Sintashta culture
PeriodLate Middle Bronze Age
Dates2200–1900 BCE
Type siteSintashta
Major sitesSintashta
CharacteristicsExtensive copper and bronze metallurgy
Fortified settlements
Elaborate weapon burials
Earliest known chariots
Preceded byCorded Ware culture
Poltavka culture
Abashevo culture
Followed byAndronovo culture, Srubnaya culture, Sauromatians

The Sintashta culture[a] is a Middle Bronze Age archaeological culture of the Southern Urals,[1] dated to the period c. 2200–1900 BCE.[2][3] It is the first phase of the Sintashta–Petrovka complex,[4] c. 2200–1750 BCE. The culture is named after the Sintashta archaeological site, in Chelyabinsk Oblast, Russia, and spreads through Orenburg Oblast, Bashkortostan, and Northern Kazakhstan. The Sintashta culture is thought to represent an eastward migration of peoples from the Corded Ware culture.[5][6][7][8] It is widely regarded as the origin of the Indo-Iranian languages (Indo-Iranic languages[9][10]),[11][12][13] whose speakers originally referred to themselves as the Arya.[14][15] The earliest known chariots have been found in Sintashta burials, and the culture is considered a strong candidate for the origin of the technology, which spread throughout the Old World and played an important role in ancient warfare.[16][17][18][19] Sintashta settlements are also remarkable for the intensity of copper mining and bronze metallurgy carried out there, which is unusual for a steppe culture.[20] Among the main features of the Sintashta culture are high levels of militarism and extensive fortified settlements, of which 23 are known.[21]

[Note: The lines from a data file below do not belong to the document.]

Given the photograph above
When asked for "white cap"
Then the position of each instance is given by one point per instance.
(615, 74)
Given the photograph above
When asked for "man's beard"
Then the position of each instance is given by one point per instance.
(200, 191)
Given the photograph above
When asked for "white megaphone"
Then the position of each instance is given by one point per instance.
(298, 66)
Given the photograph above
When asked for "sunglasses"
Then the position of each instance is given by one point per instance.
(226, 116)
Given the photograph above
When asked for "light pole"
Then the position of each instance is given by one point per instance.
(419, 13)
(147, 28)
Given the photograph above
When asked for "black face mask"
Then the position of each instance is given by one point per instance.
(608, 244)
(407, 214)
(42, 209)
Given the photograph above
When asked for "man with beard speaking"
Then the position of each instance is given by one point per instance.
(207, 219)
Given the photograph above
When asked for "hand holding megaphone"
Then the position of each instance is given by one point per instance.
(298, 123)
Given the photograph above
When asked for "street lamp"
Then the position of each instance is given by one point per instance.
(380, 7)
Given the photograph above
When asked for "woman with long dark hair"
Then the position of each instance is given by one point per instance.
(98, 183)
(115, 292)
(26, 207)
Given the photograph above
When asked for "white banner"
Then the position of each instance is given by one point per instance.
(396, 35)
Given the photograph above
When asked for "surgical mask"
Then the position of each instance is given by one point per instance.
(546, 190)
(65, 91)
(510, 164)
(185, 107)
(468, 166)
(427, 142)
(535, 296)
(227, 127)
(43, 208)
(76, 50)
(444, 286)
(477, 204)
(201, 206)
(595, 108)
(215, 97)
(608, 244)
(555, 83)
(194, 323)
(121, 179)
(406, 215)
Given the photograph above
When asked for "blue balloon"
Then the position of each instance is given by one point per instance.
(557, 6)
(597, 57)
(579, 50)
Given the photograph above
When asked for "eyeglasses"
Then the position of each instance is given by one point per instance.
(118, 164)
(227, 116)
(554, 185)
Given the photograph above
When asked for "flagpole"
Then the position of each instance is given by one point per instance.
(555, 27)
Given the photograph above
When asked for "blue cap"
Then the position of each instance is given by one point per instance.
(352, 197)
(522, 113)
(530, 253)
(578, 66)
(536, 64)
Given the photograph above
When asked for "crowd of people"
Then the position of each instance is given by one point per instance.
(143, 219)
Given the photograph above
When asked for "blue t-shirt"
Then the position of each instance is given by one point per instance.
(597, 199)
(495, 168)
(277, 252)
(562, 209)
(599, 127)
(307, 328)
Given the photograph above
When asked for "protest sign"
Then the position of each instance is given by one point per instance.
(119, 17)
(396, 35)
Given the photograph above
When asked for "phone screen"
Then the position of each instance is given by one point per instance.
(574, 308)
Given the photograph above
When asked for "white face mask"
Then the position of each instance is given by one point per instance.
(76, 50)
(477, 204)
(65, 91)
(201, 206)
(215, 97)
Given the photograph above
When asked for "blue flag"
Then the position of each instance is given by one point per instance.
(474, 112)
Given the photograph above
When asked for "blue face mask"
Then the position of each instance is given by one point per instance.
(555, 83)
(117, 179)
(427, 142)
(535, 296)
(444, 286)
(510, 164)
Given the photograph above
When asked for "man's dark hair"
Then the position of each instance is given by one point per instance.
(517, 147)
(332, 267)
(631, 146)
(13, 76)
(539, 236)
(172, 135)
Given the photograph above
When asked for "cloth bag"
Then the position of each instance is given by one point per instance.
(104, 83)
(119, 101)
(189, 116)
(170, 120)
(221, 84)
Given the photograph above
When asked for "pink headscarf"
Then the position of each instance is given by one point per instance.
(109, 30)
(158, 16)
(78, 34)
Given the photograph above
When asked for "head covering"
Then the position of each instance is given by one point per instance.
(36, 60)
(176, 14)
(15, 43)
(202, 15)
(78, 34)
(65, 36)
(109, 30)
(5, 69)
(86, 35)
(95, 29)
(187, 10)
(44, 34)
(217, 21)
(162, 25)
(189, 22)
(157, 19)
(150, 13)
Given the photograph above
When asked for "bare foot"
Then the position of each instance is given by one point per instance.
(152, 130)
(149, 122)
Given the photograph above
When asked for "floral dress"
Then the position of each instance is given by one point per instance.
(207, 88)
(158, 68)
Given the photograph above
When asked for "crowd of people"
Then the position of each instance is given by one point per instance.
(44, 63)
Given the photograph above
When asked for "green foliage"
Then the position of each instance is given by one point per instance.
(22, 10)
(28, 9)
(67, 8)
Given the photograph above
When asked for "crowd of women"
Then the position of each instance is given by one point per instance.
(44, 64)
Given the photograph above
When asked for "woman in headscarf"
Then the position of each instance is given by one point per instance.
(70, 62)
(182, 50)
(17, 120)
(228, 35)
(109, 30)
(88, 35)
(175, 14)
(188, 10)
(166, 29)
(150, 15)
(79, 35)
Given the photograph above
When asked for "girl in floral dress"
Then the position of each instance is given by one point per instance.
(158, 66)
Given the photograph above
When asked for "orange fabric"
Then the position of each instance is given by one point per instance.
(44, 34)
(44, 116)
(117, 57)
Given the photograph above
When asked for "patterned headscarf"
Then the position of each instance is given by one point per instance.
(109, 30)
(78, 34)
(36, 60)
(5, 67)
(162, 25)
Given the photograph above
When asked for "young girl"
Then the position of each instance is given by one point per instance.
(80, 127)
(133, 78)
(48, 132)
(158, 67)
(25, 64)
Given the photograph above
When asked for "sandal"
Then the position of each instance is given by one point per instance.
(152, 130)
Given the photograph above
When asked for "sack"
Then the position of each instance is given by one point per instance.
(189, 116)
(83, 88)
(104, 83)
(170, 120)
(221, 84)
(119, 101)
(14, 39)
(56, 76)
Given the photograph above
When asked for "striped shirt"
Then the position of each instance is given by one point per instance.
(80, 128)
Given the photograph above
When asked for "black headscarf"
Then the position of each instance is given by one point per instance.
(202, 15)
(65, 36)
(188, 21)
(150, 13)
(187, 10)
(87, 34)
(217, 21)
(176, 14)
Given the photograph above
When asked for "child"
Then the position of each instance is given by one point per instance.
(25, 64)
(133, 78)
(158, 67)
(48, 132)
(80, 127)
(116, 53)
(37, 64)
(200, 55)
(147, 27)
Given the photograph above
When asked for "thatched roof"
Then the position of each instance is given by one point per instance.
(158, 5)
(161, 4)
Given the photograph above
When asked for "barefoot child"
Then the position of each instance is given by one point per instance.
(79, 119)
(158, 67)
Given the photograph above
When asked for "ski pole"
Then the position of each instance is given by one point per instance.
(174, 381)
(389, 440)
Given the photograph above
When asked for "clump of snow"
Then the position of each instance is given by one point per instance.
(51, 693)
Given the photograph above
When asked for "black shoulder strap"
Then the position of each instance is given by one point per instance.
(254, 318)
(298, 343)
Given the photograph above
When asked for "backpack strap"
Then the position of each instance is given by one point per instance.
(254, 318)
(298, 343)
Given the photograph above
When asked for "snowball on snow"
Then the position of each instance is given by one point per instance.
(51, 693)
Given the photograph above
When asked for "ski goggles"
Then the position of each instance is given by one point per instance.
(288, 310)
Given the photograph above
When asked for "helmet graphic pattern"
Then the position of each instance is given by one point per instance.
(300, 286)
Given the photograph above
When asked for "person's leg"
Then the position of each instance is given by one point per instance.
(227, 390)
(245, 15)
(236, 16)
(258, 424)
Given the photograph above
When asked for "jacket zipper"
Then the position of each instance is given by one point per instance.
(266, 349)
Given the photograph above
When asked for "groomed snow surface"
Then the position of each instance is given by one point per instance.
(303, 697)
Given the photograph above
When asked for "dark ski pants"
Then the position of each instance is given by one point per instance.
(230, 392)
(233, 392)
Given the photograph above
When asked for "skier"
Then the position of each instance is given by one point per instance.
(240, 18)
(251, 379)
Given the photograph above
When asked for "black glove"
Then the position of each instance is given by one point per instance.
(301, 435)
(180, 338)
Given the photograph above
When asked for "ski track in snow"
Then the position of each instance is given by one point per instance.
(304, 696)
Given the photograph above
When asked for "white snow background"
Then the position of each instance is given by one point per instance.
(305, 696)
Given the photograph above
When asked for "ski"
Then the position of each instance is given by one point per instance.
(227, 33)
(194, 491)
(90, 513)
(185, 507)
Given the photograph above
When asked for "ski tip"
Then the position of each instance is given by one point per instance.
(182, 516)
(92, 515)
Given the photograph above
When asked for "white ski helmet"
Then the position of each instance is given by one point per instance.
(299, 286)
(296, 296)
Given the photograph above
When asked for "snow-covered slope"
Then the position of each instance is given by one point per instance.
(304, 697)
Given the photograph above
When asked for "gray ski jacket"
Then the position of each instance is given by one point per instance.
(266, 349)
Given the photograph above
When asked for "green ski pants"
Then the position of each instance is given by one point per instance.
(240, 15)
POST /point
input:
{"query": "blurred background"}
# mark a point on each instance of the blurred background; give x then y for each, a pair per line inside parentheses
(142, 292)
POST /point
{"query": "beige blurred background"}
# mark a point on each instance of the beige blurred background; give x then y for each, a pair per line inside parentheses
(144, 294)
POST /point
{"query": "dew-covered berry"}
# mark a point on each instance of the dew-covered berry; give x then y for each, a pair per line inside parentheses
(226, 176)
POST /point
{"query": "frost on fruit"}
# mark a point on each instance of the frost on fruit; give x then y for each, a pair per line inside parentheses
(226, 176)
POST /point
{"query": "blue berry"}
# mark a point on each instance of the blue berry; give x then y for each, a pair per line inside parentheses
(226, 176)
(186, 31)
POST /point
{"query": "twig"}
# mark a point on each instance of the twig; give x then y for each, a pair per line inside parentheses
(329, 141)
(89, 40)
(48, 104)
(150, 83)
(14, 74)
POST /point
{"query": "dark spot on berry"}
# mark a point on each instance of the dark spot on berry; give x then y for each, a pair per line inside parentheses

According to Allentoft et al. (2015), the Sintashta culture probably derived at least partially from the Corded Ware culture

Because of the difficulty of identifying the remains of Sintashta sites beneath those of later settlements, the culture was only distinguished in the 1990s from the Andronovo culture.[22] It was then recognised as a distinct entity, forming part of the "Andronovo horizon". Koryakova (1998) concluded from their archaeological findings that the Sintashta culture originated from the interaction of the two precursors Poltavka culture and Abashevo culture. Allentoft et al. (2015) concluded from their genetic results that the Sintashta culture should have emerged from an eastward migration of peoples from the Corded Ware culture.[23] In addition, Narasimshan et al. (2019) cautiously cite that "morphological data has been interpreted as suggesting that both Fedorovka and Alakul’ skeletons are similar to Sintashta groups, which in turn may reflect admixture of Neolithic forest HGs and steppe pastoralists, descendants of the Catacomb and Poltavka cultures".[24]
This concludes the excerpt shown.